In January 2020, the FedEx Express Master Executive Council (MEC) first informed its pilots of an outbreak in China of a respiratory illness caused by a novel coronavirus—now known as COVID-19. At that time, little was known about COVID-19, and the situation evolved rapidly, impacting the airline industry particularly hard. With a pilot base in Hong Kong and many pilots transiting this part of the world, the MEC quickly established a multidisciplinary team to address the outbreak and the well-being of FedEx pilots impacted by the virus.
MEC leaders met with management regarding protective measures being taken to safeguard FedEx pilots’ health and safety. Through submissions of the union’s Pilot Data Reports, the pilots began engaging MEC officers and representatives. These reports provided a firsthand account of the situation as it was evolving throughout China. The MEC’s Negotiating Committee began engaging management and presented a proposal that addressed flying in China. After concentrated bargaining over four days, the Negotiating Committee presented the China Flying Ongoing Implementation Measures (OIM) agreement to the MEC. This agreement allowed FedEx pilots to make the best decisions for their families while the company continued its China operations.
The agreement was the first of its kind within ALPA and was approved unanimously by the MEC. “This first agreement was a step in the right direction, meant to stabilize a rapidly evolving situation in FedEx’s operation throughout China, the epicenter of the virus,” said Capt. Pat May, the Negotiating Committee chair. It provided the means for pilots to decline flying into mainland China and recognized the added risk involved in operating in that environment with additional pay based on the arrival or layover sequence. It also provided an initial foundation of pay protection for pilots who were diagnosed with the virus and others who were quarantined. However, with COVID continuing to grow and the crisis soon being deemed a pandemic, the MEC was just beginning to see the impact it would have on its pilots and its operation.
As the global impact of COVID-19 continued to grow, management was forced to reevaluate operations.
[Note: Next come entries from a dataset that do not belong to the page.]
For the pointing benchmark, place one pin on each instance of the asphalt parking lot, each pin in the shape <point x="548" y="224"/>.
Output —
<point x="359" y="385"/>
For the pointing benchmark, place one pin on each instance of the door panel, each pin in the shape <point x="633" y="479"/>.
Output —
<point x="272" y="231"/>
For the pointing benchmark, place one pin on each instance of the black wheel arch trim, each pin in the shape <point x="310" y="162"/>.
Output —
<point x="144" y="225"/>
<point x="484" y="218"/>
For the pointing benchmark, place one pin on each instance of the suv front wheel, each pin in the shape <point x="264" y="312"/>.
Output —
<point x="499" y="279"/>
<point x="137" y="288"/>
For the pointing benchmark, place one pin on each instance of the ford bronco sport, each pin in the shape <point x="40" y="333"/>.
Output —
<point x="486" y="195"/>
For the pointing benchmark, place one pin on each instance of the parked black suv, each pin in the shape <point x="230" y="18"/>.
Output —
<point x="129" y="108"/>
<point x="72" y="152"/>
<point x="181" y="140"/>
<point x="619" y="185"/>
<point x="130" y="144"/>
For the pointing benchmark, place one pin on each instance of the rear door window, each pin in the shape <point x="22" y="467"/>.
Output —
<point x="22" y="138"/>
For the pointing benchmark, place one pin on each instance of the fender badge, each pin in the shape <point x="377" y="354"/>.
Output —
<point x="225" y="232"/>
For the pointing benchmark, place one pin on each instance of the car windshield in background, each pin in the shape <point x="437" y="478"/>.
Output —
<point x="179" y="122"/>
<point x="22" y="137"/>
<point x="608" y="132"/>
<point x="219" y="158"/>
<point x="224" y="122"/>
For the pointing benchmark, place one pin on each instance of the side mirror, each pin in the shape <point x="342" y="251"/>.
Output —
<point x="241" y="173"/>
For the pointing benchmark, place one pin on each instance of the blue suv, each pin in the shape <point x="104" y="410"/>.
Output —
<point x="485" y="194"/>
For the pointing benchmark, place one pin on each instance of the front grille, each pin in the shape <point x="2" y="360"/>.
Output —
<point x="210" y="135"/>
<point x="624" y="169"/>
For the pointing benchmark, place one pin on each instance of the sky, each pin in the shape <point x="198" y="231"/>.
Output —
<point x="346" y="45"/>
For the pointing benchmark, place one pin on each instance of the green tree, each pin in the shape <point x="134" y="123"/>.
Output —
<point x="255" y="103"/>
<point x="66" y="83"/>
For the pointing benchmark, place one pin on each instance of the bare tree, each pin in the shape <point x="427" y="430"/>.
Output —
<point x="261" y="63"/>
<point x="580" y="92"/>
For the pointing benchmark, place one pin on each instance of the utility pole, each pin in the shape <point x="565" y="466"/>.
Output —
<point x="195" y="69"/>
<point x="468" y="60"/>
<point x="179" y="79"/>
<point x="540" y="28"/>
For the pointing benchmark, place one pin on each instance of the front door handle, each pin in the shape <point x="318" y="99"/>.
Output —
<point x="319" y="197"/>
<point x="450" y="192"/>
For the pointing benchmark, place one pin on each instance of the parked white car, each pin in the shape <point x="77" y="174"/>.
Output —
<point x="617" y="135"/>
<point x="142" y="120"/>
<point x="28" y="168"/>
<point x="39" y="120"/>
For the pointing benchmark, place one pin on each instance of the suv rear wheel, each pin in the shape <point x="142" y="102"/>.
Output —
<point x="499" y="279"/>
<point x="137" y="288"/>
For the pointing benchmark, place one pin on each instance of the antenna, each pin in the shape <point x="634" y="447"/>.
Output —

At the MEC’s direction, the Negotiating Committee’s continuing engagement with management turned to focusing on addressing issues involving positioning pilots for work in light of ever-changing government restrictions, which were further complicated by limited or no commercial travel options. In early April, the MEC approved a new agreement, the COVID-19 Mitigating Travel Measures Memorandum of Understanding (MOU), addressing those issues.
The MEC and Negotiating Committee’s efforts then turned, with the experience of the impact the virus was having, on building on the initial foundation of the “medical portion” of the initial China Flying OIM. A new COVID-19 Medical Measures MOU was reached and approved by the MEC in early May. This agreement reflected the challenges and contributions pilots faced as essential workers—staying healthy while operating globally under the guidelines of both the Centers for Disease Control and Prevention and the FAA’s Safety Alert for Operators.
With each new agreement, the MEC’s motivation was to produce an agreement that under adverse circumstances prioritized pilots’ health and safety, ensured pilots had reliable trips, provided financial protection, and minimized any roadblocks that may delay or hinder a pilot’s ability to get to and from work.
In June, Capt. Dave Chase transitioned from his role as MEC vice chair to MEC chair, and Capt. Bill Hubbell later joined the officer team as the new vice chair.
“As we entered 2020, we viewed the year as a continuation of our long-range plan to prepare for 2021 bargaining,” said Chase. “A significant part of that preparation involved building and training our leadership and committee structure. Little did we know how challenged we would be. The Negotiating Committee was forced to negotiate three separate COVID agreements while preparing for 2021 bargaining. The Safety Team was forced to respond to an accident at Los Angeles International Airport while working on COVID issues. The fact that we’re getting through this is a testament to the team that had already been built and trained. It bodes well for the bargaining ahead.”